Artikel 2 Het opleggen van een maatregel

  • 1.

    Onverminderd artikel 42 van de wet, verlaagt het college, overeenkomstig deze verordening, het bedrag van de aan belanghebbende toegekende inkomensvoorziening, indien belanghebbende naar het oordeel van het college de op hem rustende verplichtingen, bedoeld in hoofdstuk 5 van de wet, of de uit artikel 30c, tweede lid of derde lid, van de Wet structuur uitvoeringsorganisatie werk en inkomen voortvloeiende verplichtingen, niet of onvoldoende nakomt, dan wel zich jegens het college en medewerkers van de gemeente zeer ernstig misdraagt.

  • 2.

    Een maatregel wordt afgestemd op de ernst van de gedraging, de mate van verwijtbaarheid en de omstandigheden van belanghebbende en kan daarom afwijken van de in deze verordening genormeerde maatregelen.

Artikel 3 Berekeningsgrondslag

  • 1.

    De maatregel wordt toegepast op de voor belanghebbende van toepassing zijnde WIJ-norm.

  • 2.

    In afwijking van het eerste lid kan de maatregel ook worden toegepast op bijzondere bijstand indien de verwijtbare gedraging van belanghebbende, in relatie met zijn recht op bijzondere bijstand, daartoe aanleiding geeft.

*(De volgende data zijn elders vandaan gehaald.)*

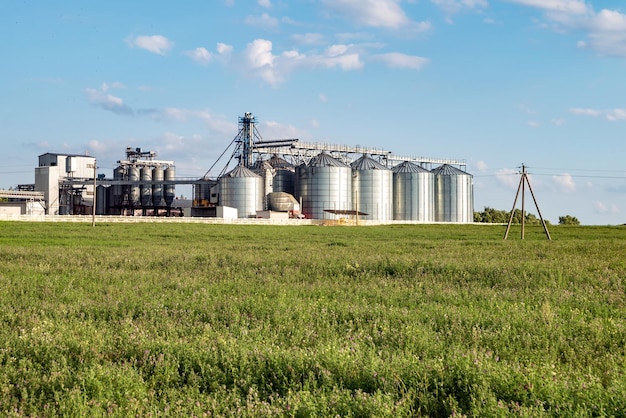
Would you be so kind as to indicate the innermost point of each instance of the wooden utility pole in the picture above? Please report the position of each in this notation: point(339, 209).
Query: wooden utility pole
point(522, 183)
point(93, 208)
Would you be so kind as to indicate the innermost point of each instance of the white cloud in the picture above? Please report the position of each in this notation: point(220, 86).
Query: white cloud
point(259, 60)
point(455, 6)
point(100, 98)
point(601, 207)
point(373, 13)
point(264, 21)
point(481, 165)
point(398, 60)
point(616, 114)
point(214, 123)
point(200, 55)
point(585, 112)
point(566, 6)
point(605, 30)
point(564, 183)
point(612, 115)
point(309, 38)
point(156, 43)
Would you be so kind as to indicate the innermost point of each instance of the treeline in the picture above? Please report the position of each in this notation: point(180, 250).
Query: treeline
point(491, 215)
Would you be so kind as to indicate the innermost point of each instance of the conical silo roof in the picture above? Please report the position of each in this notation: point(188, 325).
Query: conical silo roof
point(367, 163)
point(448, 170)
point(280, 163)
point(409, 167)
point(241, 171)
point(325, 160)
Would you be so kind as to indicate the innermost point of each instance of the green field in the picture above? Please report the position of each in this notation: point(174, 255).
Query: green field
point(227, 320)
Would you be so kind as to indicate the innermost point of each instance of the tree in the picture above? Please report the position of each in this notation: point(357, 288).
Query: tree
point(568, 220)
point(491, 215)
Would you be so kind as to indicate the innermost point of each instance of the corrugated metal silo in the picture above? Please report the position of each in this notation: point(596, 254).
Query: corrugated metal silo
point(118, 189)
point(241, 188)
point(266, 171)
point(101, 199)
point(284, 176)
point(157, 189)
point(133, 175)
point(146, 186)
point(372, 186)
point(413, 193)
point(170, 189)
point(324, 184)
point(454, 197)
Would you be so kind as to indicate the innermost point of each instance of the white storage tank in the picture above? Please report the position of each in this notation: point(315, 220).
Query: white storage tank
point(133, 176)
point(157, 188)
point(372, 185)
point(324, 184)
point(118, 189)
point(170, 189)
point(454, 197)
point(242, 189)
point(413, 193)
point(146, 186)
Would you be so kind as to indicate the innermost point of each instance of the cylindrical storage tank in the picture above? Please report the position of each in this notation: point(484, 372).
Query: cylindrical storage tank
point(372, 186)
point(170, 189)
point(101, 199)
point(157, 188)
point(71, 164)
point(146, 186)
point(118, 189)
point(413, 193)
point(454, 197)
point(265, 170)
point(284, 175)
point(324, 184)
point(285, 181)
point(241, 188)
point(133, 176)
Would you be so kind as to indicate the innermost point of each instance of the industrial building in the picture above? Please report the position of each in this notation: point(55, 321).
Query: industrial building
point(274, 178)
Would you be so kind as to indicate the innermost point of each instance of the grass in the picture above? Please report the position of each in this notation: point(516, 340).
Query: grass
point(223, 320)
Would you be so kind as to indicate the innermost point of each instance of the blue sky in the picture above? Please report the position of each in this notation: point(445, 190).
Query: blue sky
point(498, 83)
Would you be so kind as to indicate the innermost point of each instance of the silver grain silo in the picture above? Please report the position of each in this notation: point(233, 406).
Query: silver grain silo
point(265, 170)
point(242, 189)
point(454, 198)
point(157, 188)
point(146, 186)
point(170, 189)
point(413, 193)
point(284, 176)
point(372, 186)
point(133, 176)
point(101, 199)
point(324, 184)
point(118, 189)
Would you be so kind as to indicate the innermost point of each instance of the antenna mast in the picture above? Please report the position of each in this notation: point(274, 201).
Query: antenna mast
point(522, 182)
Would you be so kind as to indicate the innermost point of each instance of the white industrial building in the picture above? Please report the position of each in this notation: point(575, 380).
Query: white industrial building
point(55, 176)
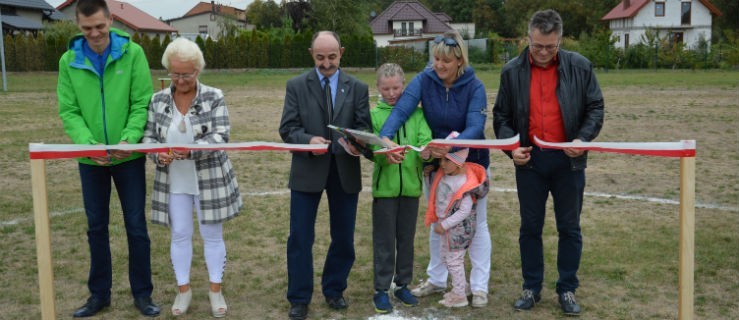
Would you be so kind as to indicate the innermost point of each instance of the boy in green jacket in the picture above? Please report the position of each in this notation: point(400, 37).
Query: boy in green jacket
point(396, 189)
point(103, 91)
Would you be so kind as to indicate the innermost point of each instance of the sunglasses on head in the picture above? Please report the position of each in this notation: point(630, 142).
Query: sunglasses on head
point(447, 41)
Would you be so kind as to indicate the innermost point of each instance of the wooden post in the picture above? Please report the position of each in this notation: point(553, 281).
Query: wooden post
point(43, 239)
point(687, 237)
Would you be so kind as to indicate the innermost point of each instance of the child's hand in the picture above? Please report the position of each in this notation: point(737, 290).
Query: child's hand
point(427, 170)
point(426, 154)
point(438, 228)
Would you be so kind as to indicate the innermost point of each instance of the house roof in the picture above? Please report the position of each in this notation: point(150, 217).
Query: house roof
point(18, 22)
point(203, 7)
point(131, 16)
point(621, 11)
point(408, 11)
point(33, 4)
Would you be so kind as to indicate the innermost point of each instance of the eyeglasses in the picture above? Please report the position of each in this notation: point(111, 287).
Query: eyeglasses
point(447, 41)
point(538, 47)
point(183, 76)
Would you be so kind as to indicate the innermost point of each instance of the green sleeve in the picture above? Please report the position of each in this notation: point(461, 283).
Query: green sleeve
point(70, 111)
point(140, 94)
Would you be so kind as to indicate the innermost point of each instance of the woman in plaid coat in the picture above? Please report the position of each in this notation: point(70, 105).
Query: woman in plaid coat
point(191, 112)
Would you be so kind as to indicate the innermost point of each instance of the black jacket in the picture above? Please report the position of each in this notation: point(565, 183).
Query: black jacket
point(578, 93)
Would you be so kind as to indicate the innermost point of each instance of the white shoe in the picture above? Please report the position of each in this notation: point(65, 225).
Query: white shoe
point(181, 302)
point(454, 301)
point(425, 289)
point(217, 304)
point(479, 299)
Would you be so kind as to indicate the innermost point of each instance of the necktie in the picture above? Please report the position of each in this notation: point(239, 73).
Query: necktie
point(329, 100)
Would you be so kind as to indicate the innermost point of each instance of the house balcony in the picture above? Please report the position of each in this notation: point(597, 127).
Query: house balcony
point(399, 33)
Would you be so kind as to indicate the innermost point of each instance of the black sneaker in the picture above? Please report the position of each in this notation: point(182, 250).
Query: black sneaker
point(568, 303)
point(527, 300)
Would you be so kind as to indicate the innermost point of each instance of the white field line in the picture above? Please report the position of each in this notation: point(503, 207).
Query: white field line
point(501, 190)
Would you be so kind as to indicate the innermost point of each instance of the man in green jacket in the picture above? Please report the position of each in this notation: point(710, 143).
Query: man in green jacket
point(396, 189)
point(103, 89)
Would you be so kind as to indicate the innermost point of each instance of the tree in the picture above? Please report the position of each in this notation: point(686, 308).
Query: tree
point(342, 16)
point(264, 14)
point(298, 11)
point(486, 16)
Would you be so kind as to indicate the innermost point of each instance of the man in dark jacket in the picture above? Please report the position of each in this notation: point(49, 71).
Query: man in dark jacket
point(551, 94)
point(324, 95)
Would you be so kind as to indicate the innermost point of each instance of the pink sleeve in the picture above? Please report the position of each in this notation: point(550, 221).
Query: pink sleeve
point(464, 211)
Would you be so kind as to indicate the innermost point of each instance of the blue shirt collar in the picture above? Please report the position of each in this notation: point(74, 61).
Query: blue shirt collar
point(98, 60)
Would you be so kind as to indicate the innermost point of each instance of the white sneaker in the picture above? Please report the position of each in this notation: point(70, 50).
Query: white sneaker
point(425, 289)
point(181, 302)
point(217, 304)
point(453, 301)
point(479, 299)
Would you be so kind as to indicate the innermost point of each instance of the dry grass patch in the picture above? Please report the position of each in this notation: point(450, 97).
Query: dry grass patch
point(629, 268)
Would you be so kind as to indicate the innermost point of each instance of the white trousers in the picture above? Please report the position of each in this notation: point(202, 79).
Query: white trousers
point(181, 223)
point(480, 250)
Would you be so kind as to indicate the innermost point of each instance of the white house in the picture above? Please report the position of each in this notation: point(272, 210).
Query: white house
point(408, 22)
point(681, 21)
point(207, 19)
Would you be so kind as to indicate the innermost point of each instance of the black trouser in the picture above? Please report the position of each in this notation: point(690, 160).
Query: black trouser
point(550, 171)
point(393, 232)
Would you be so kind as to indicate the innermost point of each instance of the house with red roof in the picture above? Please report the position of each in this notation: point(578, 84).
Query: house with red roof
point(411, 21)
point(208, 19)
point(26, 16)
point(128, 18)
point(681, 21)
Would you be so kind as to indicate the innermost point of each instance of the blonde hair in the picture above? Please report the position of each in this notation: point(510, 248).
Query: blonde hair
point(459, 51)
point(389, 70)
point(184, 50)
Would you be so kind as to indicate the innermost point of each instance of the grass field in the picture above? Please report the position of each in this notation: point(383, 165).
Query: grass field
point(629, 268)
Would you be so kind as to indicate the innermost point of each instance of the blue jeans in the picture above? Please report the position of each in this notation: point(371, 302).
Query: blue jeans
point(342, 208)
point(130, 182)
point(549, 171)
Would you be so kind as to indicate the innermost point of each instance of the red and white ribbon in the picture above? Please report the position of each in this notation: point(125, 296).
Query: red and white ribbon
point(500, 144)
point(683, 148)
point(62, 151)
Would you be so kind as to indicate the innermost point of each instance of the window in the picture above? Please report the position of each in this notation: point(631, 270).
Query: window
point(626, 41)
point(659, 9)
point(685, 13)
point(677, 37)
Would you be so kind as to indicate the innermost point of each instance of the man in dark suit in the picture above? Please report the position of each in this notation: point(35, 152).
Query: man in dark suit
point(309, 107)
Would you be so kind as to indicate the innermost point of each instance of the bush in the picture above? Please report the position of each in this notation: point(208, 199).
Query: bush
point(408, 58)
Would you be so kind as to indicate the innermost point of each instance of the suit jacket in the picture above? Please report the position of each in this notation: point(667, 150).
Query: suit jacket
point(304, 116)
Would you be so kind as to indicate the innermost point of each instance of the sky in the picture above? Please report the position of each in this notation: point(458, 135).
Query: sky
point(167, 9)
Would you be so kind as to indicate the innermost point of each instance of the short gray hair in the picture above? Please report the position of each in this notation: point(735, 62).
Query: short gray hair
point(389, 70)
point(546, 21)
point(184, 50)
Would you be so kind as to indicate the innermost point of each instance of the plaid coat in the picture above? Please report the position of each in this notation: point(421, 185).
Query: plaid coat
point(220, 199)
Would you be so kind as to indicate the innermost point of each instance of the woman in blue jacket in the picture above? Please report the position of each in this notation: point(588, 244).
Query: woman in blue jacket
point(452, 100)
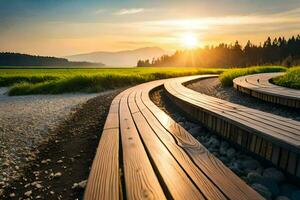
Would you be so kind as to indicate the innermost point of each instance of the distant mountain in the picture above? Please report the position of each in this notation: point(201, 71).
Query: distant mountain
point(17, 59)
point(120, 58)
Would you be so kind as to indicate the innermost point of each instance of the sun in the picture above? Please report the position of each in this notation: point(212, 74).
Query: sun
point(189, 40)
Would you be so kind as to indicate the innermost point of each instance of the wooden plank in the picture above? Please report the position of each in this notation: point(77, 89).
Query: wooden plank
point(229, 183)
point(103, 181)
point(259, 86)
point(202, 181)
point(140, 179)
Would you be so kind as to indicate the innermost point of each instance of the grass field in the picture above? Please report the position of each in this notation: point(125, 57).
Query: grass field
point(291, 79)
point(227, 77)
point(55, 81)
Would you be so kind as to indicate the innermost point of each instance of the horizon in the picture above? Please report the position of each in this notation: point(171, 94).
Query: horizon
point(60, 29)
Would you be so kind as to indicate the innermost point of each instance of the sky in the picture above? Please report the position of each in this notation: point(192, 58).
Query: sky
point(67, 27)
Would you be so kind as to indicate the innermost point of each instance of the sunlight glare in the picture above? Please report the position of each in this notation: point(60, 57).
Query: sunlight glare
point(189, 40)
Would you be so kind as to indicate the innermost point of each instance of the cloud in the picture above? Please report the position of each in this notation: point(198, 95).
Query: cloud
point(129, 11)
point(99, 11)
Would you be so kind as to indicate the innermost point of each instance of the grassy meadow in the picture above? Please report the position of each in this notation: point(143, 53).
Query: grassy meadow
point(291, 79)
point(56, 81)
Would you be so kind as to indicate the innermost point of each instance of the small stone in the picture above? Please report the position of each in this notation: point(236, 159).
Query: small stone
point(271, 185)
point(296, 195)
point(287, 190)
point(57, 174)
point(213, 142)
point(282, 198)
point(195, 131)
point(262, 190)
point(12, 195)
point(254, 177)
point(28, 193)
point(190, 125)
point(224, 159)
point(274, 174)
point(250, 164)
point(230, 153)
point(80, 185)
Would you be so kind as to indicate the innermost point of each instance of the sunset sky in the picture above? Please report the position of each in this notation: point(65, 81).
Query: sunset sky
point(66, 27)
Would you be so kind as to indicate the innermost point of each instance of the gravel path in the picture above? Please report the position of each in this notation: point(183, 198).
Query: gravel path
point(213, 87)
point(62, 165)
point(25, 123)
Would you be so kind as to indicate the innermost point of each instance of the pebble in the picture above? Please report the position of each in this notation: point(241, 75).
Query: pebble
point(274, 174)
point(195, 131)
point(296, 195)
point(250, 164)
point(80, 185)
point(287, 189)
point(282, 198)
point(28, 193)
point(230, 153)
point(262, 190)
point(25, 123)
point(57, 174)
point(12, 195)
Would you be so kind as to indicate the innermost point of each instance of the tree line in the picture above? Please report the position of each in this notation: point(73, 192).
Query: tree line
point(279, 51)
point(17, 59)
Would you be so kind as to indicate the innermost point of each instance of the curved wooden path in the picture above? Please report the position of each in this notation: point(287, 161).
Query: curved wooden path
point(144, 154)
point(272, 137)
point(259, 86)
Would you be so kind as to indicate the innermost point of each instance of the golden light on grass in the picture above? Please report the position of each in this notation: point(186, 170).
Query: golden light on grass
point(189, 40)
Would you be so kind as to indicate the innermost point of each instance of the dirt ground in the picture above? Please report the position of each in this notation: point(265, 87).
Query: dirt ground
point(62, 165)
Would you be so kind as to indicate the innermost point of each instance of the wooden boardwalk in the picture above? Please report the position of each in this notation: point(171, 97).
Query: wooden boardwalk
point(272, 137)
point(259, 86)
point(144, 154)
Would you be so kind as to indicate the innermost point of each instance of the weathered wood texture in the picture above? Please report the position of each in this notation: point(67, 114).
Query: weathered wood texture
point(144, 154)
point(272, 137)
point(259, 86)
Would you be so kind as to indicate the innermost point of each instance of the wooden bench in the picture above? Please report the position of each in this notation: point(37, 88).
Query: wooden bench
point(272, 137)
point(144, 154)
point(259, 86)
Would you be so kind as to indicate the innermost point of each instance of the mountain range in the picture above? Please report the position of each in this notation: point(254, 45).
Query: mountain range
point(121, 58)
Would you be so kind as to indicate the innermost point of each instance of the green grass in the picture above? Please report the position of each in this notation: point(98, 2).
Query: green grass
point(227, 77)
point(291, 79)
point(56, 81)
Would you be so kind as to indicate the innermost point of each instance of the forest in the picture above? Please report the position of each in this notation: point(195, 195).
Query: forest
point(17, 59)
point(279, 51)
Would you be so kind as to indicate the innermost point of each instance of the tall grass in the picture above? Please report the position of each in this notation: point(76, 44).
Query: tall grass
point(291, 79)
point(49, 81)
point(227, 77)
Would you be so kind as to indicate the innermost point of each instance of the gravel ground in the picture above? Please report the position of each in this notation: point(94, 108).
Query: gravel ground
point(262, 177)
point(213, 87)
point(61, 166)
point(27, 122)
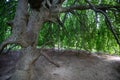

Artikel 4 Het besluit tot opleggen van een maatregel

In het besluit tot opleggen van een maatregel worden in ieder geval vermeld: de reden van de maatregel, de duur van de maatregel, het percentage waarmee de inkomensvoorziening wordt verlaagd, het bedrag waarmee de inkomensvoorziening wordt verlaagd en, indien van toepassing, de reden om af te wijken van een standaardmaatregel.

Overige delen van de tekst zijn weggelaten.